The PersistentVolume Sync Operator externalizes PV metadata to an S3-compatible backend, decoupling storage identity from the cluster. This creates a centralized source of truth for reconstructing volumes across any cluster sharing the underlying storage (e.g., NAS, GFS, SDS).
The operator mirrors PersistentVolume definitions and lifecycle states by capturing exact specifications and volume handles from the Protected cluster. These manifests are then used to reconstruct identical PV objects within a Recovery cluster. This mechanism ensures that during a disaster recovery event, the recovery site has immediate, pre-configured access to the underlying storage, significantly reducing Recovery Time Objectives (RTO) by eliminating manual storage re-provisioning.
The PersistentVolume Sync Operator facilitates cross-cluster disaster recovery by synchronizing the state and specifications of Kubernetes storage resources. Its behavior is divided into two distinct logical paths:
The operator performs continuous, point-in-time captures of Kubernetes resource specifications for all targeted PersistentVolumes (PV) and PersistentVolumeClaims (PVC).
- Intelligent Scoping: It monitors resources across designated StorageClasses, maintaining a comprehensive map of the source cluster's storage landscape.
- State Capture Mechanism: The operator serializes metadata, labels, and specific volume requirements (capacity, access modes, and volume handles) into a portable, cluster-agnostic format.
- Preservation of Intent: By capturing the full lifecycle state, the operator ensures that the original storage configuration is preserved and ready for immediate reconstitution on the recovery cluster.
The operator explicitly decouples the PersistentVolumeClaims from the StorageClass definitions.
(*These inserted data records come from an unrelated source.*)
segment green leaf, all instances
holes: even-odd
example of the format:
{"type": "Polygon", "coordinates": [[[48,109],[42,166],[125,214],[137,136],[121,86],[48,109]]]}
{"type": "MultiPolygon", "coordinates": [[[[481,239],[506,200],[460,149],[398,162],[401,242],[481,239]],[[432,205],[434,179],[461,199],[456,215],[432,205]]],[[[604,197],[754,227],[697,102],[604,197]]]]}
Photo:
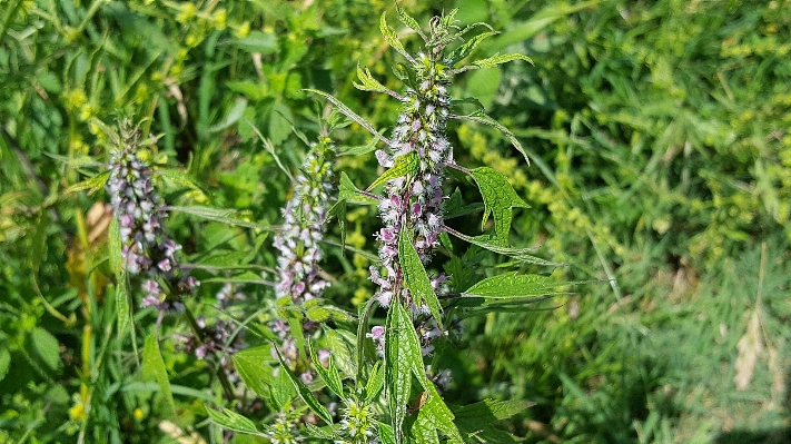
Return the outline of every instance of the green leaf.
{"type": "Polygon", "coordinates": [[[365,68],[365,70],[363,70],[359,67],[359,63],[357,63],[357,78],[359,78],[359,81],[362,83],[353,81],[352,85],[354,85],[355,88],[357,88],[362,91],[393,93],[393,91],[389,88],[379,83],[379,81],[376,80],[374,78],[374,76],[370,75],[370,71],[368,70],[368,68],[365,68]]]}
{"type": "Polygon", "coordinates": [[[534,65],[530,57],[521,53],[495,55],[485,59],[476,60],[472,65],[476,68],[494,68],[497,65],[507,63],[513,60],[524,60],[531,65],[534,65]]]}
{"type": "Polygon", "coordinates": [[[344,116],[348,117],[349,119],[356,121],[357,125],[359,125],[360,127],[363,127],[363,128],[365,128],[366,130],[368,130],[368,132],[370,132],[372,135],[374,135],[377,139],[384,141],[387,146],[393,145],[393,142],[390,141],[390,139],[388,139],[388,138],[386,138],[385,136],[383,136],[382,134],[379,134],[379,131],[377,131],[370,124],[368,124],[367,120],[365,120],[364,118],[359,117],[359,116],[358,116],[356,112],[354,112],[349,107],[347,107],[346,105],[344,105],[344,102],[342,102],[340,100],[336,99],[336,98],[333,97],[332,95],[328,95],[328,93],[326,93],[326,92],[324,92],[324,91],[319,91],[319,90],[317,90],[317,89],[304,89],[304,91],[313,92],[313,93],[316,93],[316,95],[319,95],[319,96],[324,97],[324,98],[327,99],[330,103],[335,105],[335,107],[338,108],[338,111],[340,111],[340,114],[343,114],[344,116]]]}
{"type": "Polygon", "coordinates": [[[221,122],[209,127],[209,134],[219,132],[231,125],[236,124],[245,115],[245,109],[247,109],[247,99],[244,97],[237,97],[234,106],[230,107],[228,114],[225,115],[225,119],[221,122]]]}
{"type": "Polygon", "coordinates": [[[494,31],[482,32],[482,33],[473,37],[472,39],[467,40],[466,42],[464,42],[464,45],[454,49],[453,52],[451,52],[451,55],[447,57],[449,59],[448,65],[454,66],[454,65],[458,63],[459,61],[464,60],[467,56],[473,53],[475,48],[482,41],[486,40],[487,38],[490,38],[492,36],[496,36],[496,34],[497,34],[497,32],[494,32],[494,31]]]}
{"type": "Polygon", "coordinates": [[[305,385],[305,383],[303,383],[303,381],[298,378],[290,368],[288,368],[288,364],[286,364],[286,361],[280,355],[280,351],[277,348],[276,351],[277,358],[280,361],[280,372],[286,372],[288,378],[291,379],[291,384],[294,384],[294,388],[297,389],[299,397],[301,397],[305,404],[307,404],[318,417],[324,420],[325,423],[333,424],[333,415],[329,414],[327,407],[316,399],[316,396],[314,396],[313,392],[310,392],[310,388],[308,388],[307,385],[305,385]]]}
{"type": "Polygon", "coordinates": [[[162,396],[165,396],[165,401],[168,406],[170,406],[170,415],[176,417],[176,402],[174,402],[174,394],[170,391],[170,379],[168,379],[168,371],[165,367],[165,361],[162,361],[162,354],[159,351],[159,343],[157,342],[155,332],[146,336],[146,343],[142,347],[142,378],[148,381],[155,379],[157,382],[162,396]]]}
{"type": "Polygon", "coordinates": [[[236,214],[236,211],[233,209],[221,209],[221,208],[211,208],[211,207],[201,207],[201,206],[167,207],[167,209],[169,211],[184,213],[187,215],[198,216],[204,219],[214,220],[214,221],[218,221],[218,223],[227,224],[227,225],[236,225],[239,227],[260,229],[260,230],[265,230],[265,231],[269,231],[273,229],[269,225],[250,223],[247,220],[241,220],[241,219],[231,217],[231,215],[236,214]]]}
{"type": "Polygon", "coordinates": [[[329,363],[325,368],[324,365],[318,361],[318,356],[314,353],[313,347],[309,347],[310,359],[313,359],[316,373],[322,376],[327,387],[333,391],[339,397],[344,397],[344,383],[340,378],[340,373],[338,373],[338,367],[335,366],[335,359],[333,359],[333,354],[329,354],[329,363]]]}
{"type": "Polygon", "coordinates": [[[305,315],[308,319],[317,323],[324,323],[330,319],[342,322],[352,322],[355,319],[350,313],[329,305],[324,307],[310,307],[305,315]]]}
{"type": "Polygon", "coordinates": [[[413,31],[417,32],[417,34],[421,36],[423,40],[427,40],[426,36],[423,33],[423,29],[421,29],[421,24],[415,19],[409,17],[409,14],[406,13],[404,8],[398,6],[398,2],[396,2],[395,6],[396,13],[398,13],[398,21],[409,27],[409,29],[412,29],[413,31]]]}
{"type": "Polygon", "coordinates": [[[265,398],[269,397],[269,385],[273,384],[271,367],[265,363],[271,358],[271,347],[268,345],[246,348],[233,356],[234,367],[247,388],[265,398]]]}
{"type": "Polygon", "coordinates": [[[333,441],[333,442],[342,441],[342,437],[338,436],[337,434],[333,433],[332,430],[327,430],[324,427],[316,427],[315,425],[313,425],[310,423],[305,423],[305,430],[308,435],[319,438],[319,440],[327,440],[327,441],[333,441]]]}
{"type": "Polygon", "coordinates": [[[0,348],[0,381],[8,374],[11,368],[11,352],[8,348],[0,348]]]}
{"type": "Polygon", "coordinates": [[[482,443],[518,443],[512,434],[494,427],[494,423],[508,418],[535,405],[526,401],[484,399],[454,410],[459,432],[475,435],[482,443]]]}
{"type": "Polygon", "coordinates": [[[346,172],[340,172],[340,181],[338,184],[338,200],[350,201],[352,204],[360,205],[377,205],[379,201],[373,197],[366,196],[357,188],[346,172]]]}
{"type": "Polygon", "coordinates": [[[105,184],[107,184],[107,180],[109,178],[110,178],[110,171],[100,172],[100,174],[91,177],[90,179],[82,180],[81,182],[77,182],[77,184],[70,186],[69,188],[66,188],[63,190],[63,194],[68,195],[71,193],[81,191],[83,189],[90,189],[90,191],[88,191],[88,195],[90,196],[93,193],[105,188],[105,184]]]}
{"type": "Polygon", "coordinates": [[[264,56],[278,51],[277,38],[271,32],[253,31],[234,43],[245,51],[260,52],[264,56]]]}
{"type": "Polygon", "coordinates": [[[375,187],[385,184],[387,180],[395,179],[398,177],[404,177],[407,175],[414,175],[417,172],[417,167],[421,165],[421,158],[417,152],[409,151],[405,155],[398,156],[393,164],[393,167],[374,180],[366,191],[370,191],[375,187]]]}
{"type": "MultiPolygon", "coordinates": [[[[415,335],[409,315],[398,300],[393,300],[385,322],[385,386],[396,444],[404,440],[402,426],[412,388],[412,361],[415,359],[412,355],[415,349],[411,347],[409,333],[415,335]]],[[[421,354],[419,343],[417,354],[421,354]]],[[[422,356],[417,358],[423,361],[422,356]]]]}
{"type": "Polygon", "coordinates": [[[508,245],[508,231],[511,230],[512,208],[530,208],[522,198],[516,195],[514,187],[501,172],[490,167],[479,167],[471,170],[473,178],[478,184],[481,195],[484,199],[484,214],[482,227],[486,225],[490,213],[494,217],[494,231],[500,245],[508,245]]]}
{"type": "Polygon", "coordinates": [[[487,299],[523,298],[555,294],[552,289],[558,284],[546,276],[518,275],[516,272],[487,277],[467,288],[462,296],[483,297],[487,299]]]}
{"type": "Polygon", "coordinates": [[[490,251],[494,251],[504,256],[507,256],[512,259],[518,260],[521,263],[525,264],[536,264],[536,265],[545,265],[550,267],[560,267],[564,266],[564,264],[560,263],[553,263],[551,260],[542,259],[540,257],[533,256],[532,253],[535,251],[535,248],[512,248],[512,247],[504,247],[501,246],[500,244],[493,244],[490,241],[492,236],[467,236],[462,233],[458,233],[456,230],[452,230],[449,228],[446,228],[446,231],[456,236],[457,238],[462,240],[466,240],[469,244],[477,245],[481,248],[485,248],[490,251]]]}
{"type": "Polygon", "coordinates": [[[365,403],[370,404],[375,402],[384,387],[385,369],[382,367],[382,362],[377,361],[368,374],[368,382],[365,383],[365,403]]]}
{"type": "Polygon", "coordinates": [[[211,421],[214,421],[224,428],[251,435],[267,436],[266,434],[258,431],[253,421],[231,410],[223,408],[223,412],[218,412],[205,405],[204,408],[206,408],[206,413],[209,415],[209,417],[211,417],[211,421]]]}
{"type": "Polygon", "coordinates": [[[404,280],[412,294],[413,302],[418,307],[425,302],[432,312],[432,316],[434,316],[434,319],[439,325],[439,329],[443,329],[442,309],[439,308],[437,295],[434,293],[432,280],[428,278],[428,273],[426,273],[426,268],[423,266],[423,262],[421,262],[415,246],[412,245],[412,240],[404,229],[398,236],[398,258],[401,259],[404,280]]]}
{"type": "Polygon", "coordinates": [[[527,152],[522,147],[522,144],[520,144],[520,140],[516,138],[516,136],[514,136],[514,134],[511,132],[511,130],[508,130],[508,128],[505,128],[505,126],[503,126],[501,122],[486,116],[486,114],[484,111],[478,109],[471,115],[456,116],[456,118],[471,120],[471,121],[474,121],[477,124],[483,124],[483,125],[487,125],[490,127],[497,128],[500,131],[502,131],[508,138],[508,140],[511,140],[511,145],[513,145],[514,148],[516,148],[520,152],[522,152],[522,156],[525,158],[525,161],[527,162],[527,165],[530,165],[530,159],[527,158],[527,152]]]}
{"type": "Polygon", "coordinates": [[[382,13],[382,19],[379,19],[379,30],[382,31],[382,36],[385,38],[385,41],[387,41],[387,45],[393,47],[396,51],[398,51],[399,55],[404,56],[407,60],[411,62],[414,60],[412,56],[409,56],[408,52],[404,49],[404,46],[401,45],[401,41],[398,40],[398,36],[395,32],[395,29],[390,28],[389,24],[387,24],[387,13],[383,12],[382,13]]]}
{"type": "Polygon", "coordinates": [[[45,328],[36,327],[30,332],[30,343],[36,356],[41,358],[41,362],[50,371],[60,368],[60,343],[45,328]]]}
While it captures the metadata for PVCs tied to various classes, it does not recreate the StorageClass objects on the recovery cluster.
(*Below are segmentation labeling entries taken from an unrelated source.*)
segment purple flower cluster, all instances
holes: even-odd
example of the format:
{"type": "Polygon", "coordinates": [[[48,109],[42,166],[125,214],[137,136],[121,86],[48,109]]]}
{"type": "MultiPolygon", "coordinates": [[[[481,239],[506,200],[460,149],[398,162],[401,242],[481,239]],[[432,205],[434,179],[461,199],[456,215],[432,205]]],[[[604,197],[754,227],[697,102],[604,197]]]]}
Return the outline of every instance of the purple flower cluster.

- Architectural Intent: This is a deliberate design choice to support Heterogeneous Storage Environments. In many disaster recovery scenarios, the infrastructure at the recovery site differs from the primary site. For example, the recovery cluster may utilize a localized file cache or a different storage endpoint to optimize performance or adhere to site-specific infrastructure constraints.
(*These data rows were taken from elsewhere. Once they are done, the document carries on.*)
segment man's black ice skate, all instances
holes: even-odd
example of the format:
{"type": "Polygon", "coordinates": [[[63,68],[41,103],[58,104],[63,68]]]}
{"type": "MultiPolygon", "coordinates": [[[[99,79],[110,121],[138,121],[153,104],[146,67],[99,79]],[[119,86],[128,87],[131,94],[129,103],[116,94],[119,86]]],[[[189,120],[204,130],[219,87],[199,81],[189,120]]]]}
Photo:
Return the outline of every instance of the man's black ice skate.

- Flexible Binding Logic: By synchronizing only the PV/PVC metadata and omitting the StorageClass, the operator enables the recovery cluster's local storage controller to handle the binding process. This allows the restored claims to be dynamically mapped to the appropriate local backend while maintaining the data's integrity and volume handles.
- Site-Specific Optimization: This decoupling ensures that storage policies (such as replication factors or IOPS limits) can be tailored to the recovery site's specific capabilities without needing to mirror the primary site's configuration exactly.
- Metadata Extraction: The operator scans the source cluster for labeled storage resources and captures their specifications.
- Transformation: Using the clean_metadata logic, the operator strips environment-specific internal annotations while preserving the core volume requirements.
- Local Re-Binding: On the recovery cluster, the operator recreates the PVCs. These claims then automatically target the pre-existing local StorageClasses defined on the recovery site, ensuring the data is served via the correct local file cache or storage provider.
Key Benefit: This approach provides a "Clean Slate" recovery where storage logic is kept local to the cluster, preventing the migration of invalid or incompatible storage provider configurations from the primary site.
The PersistentVolume Sync Operator is designed for storage backends that provide cross-cluster data accessibility. For the operator to successfully reconstruct volumes on a recovery site, the underlying data must be reachable by the nodes in the Recovery cluster using the same volume handles captured from the Protected cluster.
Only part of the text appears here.